Less than a week later, Felicitas was sending a detailed report:
“The front door is discreet,” it said. “There are no signs or anything else that would identify the place as a transitory lodging. But on one of the outside walls, there’s the painting of a great windmill, obviously blue. You first go into a small room with the cash register on the left, behind a mirrored glass which hides the cashier.” Right, right, now that Felicitas mentioned it, it was as if Lorenza were watching the anonymous hand that would slip them the key through a slot in the smoked glass. The key to happiness? For a while anyway, because after a couple of hours the noise of a bell would startle them: either they left the room or they would have to pay double. Felicitas described a plaster fountain with a tiny angel, somewhat metaphorical, holding an amphora that poured out a stream of froth over a seashell. Felicitas and her friend had paid the cashier the equivalent of ten dollars, which had secured them one of the deluxe rooms for an hour. “It smelled like cheap and cloying air freshener, a mixture of marmalade and disinfectant, a smell characteristic of all the telos in the world, as I know from experience,” she had written.

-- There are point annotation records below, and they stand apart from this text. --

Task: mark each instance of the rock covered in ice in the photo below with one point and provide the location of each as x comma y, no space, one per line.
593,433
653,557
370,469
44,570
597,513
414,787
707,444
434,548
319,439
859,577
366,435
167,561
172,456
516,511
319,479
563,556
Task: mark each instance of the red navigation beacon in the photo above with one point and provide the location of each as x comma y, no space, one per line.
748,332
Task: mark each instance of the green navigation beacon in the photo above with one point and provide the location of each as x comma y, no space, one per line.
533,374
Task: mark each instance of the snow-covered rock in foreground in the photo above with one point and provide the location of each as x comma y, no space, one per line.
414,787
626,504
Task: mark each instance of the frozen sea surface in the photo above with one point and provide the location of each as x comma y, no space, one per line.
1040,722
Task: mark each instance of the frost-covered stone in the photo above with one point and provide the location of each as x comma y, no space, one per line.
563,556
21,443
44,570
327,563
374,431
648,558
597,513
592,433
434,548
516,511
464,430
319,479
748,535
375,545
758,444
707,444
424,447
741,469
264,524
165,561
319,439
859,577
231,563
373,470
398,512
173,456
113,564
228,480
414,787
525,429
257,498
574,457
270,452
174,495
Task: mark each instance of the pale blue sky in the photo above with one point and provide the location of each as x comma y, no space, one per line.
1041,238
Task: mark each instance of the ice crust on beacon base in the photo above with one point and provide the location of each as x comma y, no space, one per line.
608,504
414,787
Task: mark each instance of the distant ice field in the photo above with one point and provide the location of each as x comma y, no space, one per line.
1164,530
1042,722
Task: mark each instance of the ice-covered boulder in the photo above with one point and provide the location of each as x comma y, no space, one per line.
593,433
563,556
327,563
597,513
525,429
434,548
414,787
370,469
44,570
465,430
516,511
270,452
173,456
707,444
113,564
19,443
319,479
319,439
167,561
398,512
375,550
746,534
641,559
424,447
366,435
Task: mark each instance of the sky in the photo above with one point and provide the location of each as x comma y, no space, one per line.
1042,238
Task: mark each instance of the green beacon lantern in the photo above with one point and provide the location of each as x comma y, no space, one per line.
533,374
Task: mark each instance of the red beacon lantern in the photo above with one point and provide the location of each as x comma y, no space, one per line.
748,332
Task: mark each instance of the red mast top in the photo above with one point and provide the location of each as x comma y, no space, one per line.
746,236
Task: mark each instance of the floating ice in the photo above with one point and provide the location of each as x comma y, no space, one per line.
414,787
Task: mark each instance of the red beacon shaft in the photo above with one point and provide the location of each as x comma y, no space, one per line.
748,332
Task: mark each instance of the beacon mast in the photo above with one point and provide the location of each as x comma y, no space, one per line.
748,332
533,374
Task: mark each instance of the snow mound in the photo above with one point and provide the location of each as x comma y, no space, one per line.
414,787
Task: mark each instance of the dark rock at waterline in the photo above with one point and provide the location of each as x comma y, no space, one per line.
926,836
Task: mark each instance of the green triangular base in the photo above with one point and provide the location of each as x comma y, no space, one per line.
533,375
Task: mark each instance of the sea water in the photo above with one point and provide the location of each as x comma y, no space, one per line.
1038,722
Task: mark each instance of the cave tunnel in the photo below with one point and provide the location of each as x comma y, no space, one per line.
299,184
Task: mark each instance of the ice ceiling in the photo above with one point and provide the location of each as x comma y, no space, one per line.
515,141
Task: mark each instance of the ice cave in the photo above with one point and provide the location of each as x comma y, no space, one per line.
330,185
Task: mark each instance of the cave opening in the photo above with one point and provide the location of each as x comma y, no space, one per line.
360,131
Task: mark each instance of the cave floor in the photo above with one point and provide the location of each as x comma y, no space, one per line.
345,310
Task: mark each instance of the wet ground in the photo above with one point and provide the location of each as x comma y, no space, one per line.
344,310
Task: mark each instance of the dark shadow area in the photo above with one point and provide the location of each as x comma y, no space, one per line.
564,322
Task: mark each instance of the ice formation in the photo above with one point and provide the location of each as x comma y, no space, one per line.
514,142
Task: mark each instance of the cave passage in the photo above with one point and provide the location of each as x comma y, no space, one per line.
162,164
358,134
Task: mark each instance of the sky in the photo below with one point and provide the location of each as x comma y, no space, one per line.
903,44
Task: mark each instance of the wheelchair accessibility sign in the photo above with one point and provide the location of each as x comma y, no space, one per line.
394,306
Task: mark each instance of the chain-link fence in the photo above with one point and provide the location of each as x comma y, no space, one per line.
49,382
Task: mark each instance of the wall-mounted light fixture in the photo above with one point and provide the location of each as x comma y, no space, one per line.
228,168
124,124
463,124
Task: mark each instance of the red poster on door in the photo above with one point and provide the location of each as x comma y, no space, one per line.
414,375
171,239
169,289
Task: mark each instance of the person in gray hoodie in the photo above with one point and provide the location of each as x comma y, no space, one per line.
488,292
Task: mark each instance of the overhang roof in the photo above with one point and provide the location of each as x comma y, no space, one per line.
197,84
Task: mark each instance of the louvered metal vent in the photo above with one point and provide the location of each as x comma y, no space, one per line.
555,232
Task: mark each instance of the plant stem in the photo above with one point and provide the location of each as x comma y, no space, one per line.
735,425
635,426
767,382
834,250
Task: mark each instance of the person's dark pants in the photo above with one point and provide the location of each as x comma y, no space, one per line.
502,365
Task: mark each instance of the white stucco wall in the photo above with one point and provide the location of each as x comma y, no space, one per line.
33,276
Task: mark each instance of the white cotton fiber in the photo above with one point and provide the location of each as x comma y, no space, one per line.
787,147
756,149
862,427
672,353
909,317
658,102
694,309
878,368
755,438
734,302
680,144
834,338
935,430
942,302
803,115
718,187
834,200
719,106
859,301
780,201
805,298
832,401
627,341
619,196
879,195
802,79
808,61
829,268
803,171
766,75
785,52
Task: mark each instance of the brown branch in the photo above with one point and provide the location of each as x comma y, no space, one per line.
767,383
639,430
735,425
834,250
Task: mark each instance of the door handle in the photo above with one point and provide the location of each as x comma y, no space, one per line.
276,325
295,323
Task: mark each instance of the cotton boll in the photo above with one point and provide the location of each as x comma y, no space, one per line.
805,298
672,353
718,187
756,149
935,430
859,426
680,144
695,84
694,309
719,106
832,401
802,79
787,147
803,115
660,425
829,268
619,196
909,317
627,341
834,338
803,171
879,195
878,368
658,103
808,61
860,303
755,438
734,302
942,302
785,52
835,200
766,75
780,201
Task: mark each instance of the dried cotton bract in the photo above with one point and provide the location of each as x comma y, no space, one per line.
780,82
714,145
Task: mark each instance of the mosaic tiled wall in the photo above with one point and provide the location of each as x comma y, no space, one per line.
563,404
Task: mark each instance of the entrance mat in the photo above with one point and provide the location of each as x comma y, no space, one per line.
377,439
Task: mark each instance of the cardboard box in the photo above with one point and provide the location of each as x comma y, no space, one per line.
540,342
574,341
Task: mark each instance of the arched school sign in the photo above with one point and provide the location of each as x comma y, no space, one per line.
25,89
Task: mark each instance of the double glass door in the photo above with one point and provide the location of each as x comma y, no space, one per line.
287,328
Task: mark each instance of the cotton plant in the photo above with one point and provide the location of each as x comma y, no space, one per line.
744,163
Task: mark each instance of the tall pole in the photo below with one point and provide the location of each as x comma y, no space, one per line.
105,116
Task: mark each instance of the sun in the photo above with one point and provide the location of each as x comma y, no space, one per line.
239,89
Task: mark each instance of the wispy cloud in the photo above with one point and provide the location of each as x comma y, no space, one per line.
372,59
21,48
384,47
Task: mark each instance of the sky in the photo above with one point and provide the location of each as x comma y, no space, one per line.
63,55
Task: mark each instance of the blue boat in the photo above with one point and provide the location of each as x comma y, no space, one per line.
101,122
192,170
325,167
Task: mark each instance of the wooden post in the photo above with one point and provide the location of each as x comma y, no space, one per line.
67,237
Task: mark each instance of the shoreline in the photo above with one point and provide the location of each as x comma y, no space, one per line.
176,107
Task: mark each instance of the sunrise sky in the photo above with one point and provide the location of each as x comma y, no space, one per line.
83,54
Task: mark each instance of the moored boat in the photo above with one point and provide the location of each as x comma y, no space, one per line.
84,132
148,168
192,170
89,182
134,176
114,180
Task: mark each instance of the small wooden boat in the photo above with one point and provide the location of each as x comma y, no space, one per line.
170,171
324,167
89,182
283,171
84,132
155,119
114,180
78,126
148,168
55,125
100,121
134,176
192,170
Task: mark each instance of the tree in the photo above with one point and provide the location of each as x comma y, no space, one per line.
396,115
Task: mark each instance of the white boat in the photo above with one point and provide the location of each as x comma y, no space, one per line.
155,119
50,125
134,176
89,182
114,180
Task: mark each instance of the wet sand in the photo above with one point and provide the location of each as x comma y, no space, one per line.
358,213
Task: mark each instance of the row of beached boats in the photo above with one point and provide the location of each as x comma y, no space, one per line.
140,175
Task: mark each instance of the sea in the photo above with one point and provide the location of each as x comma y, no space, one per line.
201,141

Yes, that must have been the smell. But the angel, the froth, the seashell? They must not have been there back then, or she didn’t remember. “The room is about five meters by five meters wide and is decorated in shoddy art deco.” Once they were inside, Felicitas and her friend had amused themselves taking pictures that they eventually sent to Lorenza. They posed in front of the painted cardboard faux-stone, both very tall and very marvelous in their coats, boots, and scarves, on the bed, in the bathroom and facing the mirrors, specifically a huge, hexagonal mirror, with uneven sides, that by all accounts was the pièce de résistance of the set. Those afternoons in El Molino Azul, in the Buenos Aires of the dictatorship. The memory of a long line of couples slowly returned to Lorenza, very young men and women, just as they themselves must have been. They waited for their rooms embracing each other or holding hands, chatting in low voices, not betraying any shame, or need for secrecy, or modesty, as if they were waiting in line at the movies. During the week it wasn’t very crowded, but Fridays and Saturdays there was a long wait. In general, they didn’t see too many bosses with their secretaries, or prostitutes with their johns, or adulterous affairs; what they saw was mostly students, the type who still lived with his parents and saved up during the week to take his girl to a refuge as far removed from parental control as possible. There was no one there who would insult them, who would point an accusing finger or create a stir. That telo with its wine-dark satin blankets, its cups of cold tea, its disinfectant smells, had been for them a liberated land amid the demoralizing violence of those times. Because of the occupational hazards of the resistance, Aurelia and Forcás could not know where the other lived, and so for many afternoons, El Molino Azul took them in as if it were their home.